I’ve put off saying this for about ten years, but it’s gotten to be too much. “Sorry” to you good gunsmiths. I know you’re out there. I’d say that you know who you are, and I’m sure you do, but the problem is; the bad ones also think they’re the good ones. They’re super good, even. That’s always the way it works. I began to realize this some time in the 1970s when I was in the early stages of my career as a musical instrument mechanic with an alternate career as a live sound mixer (“technician” or “engineer”, respectively, for those who feel it needs to sound exciting and hard to reach).
The really smart sound engineers could quote you all the specs of every piece of gear they had. They could recite from memory the center frequencies of all 31 bands of a graphic equalizer, for example. After they had everything all set up and the system response tweaked using the pink noise generator with the front-of-house EQs, monitor EQs and active crossovers, when the performance actually started (which is when the real job of actually making it all sound good actually begins) they’d turn around satisfied, sit down, and have a sandwich and a little chat about sweet nothings.
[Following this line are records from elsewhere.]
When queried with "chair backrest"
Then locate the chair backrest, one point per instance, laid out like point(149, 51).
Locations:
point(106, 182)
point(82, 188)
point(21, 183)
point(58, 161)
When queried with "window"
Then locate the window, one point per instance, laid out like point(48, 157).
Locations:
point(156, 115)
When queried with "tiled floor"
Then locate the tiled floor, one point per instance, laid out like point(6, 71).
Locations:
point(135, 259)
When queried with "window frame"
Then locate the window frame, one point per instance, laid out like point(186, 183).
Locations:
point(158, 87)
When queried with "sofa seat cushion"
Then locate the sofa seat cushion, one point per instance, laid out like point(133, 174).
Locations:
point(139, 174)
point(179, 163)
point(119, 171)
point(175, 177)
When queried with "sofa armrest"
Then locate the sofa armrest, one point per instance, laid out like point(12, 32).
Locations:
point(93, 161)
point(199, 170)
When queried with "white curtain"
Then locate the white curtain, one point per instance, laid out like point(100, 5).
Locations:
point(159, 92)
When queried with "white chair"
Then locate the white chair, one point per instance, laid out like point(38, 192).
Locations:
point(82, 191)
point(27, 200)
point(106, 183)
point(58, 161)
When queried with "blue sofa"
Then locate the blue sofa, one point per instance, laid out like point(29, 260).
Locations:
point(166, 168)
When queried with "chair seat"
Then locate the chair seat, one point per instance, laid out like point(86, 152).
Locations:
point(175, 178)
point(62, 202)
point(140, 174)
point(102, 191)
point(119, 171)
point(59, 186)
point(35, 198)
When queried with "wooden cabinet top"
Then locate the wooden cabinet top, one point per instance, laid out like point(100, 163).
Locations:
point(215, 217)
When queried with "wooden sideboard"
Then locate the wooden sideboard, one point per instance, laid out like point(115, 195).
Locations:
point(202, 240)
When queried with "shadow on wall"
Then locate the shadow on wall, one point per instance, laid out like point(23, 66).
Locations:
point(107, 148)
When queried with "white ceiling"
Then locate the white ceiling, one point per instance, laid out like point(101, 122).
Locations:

Man, those guys were really smart, and they often made sure everyone around them understood that they were smart. Why, they went to college, and stuff, don’t you know?
It seems we get an inordinate proportion of failed or stalled UltiMAK mount installations, an inordinate number of misunderstandings of how the system works, from, you guessed it– gunsmiths.
Apparently, they know and understand far too much to be bothered with reading and following the instructions. Even when they contact me about this or that perceived problem, they are too smart to accept my explanations. They, you see, understand mechanics better than the person who designed the system, built the first prototypes using hand tools and common power tools in a musical instrument shop, did the majority of testing, wrote most of the patent claims, and used the system for over ten years. They tell me all the reasons why it can’t possibly, ever work, why my hands-on experience is wrong, why the experience of over ten thousand users of a single model is all wrong, and how I’m being a dumb jerk for suggesting they might just go ahead and follow the simple instructions to the letter anyway and then see how it goes.
Since an inordinate number of damaged mounts have come from such gunsmiths also (again, because they are smarter and more experienced) I have to wonder how many of them go on to become politicians, city administrators, professors, or left wing community organizers. There is an uncanny set of parallels.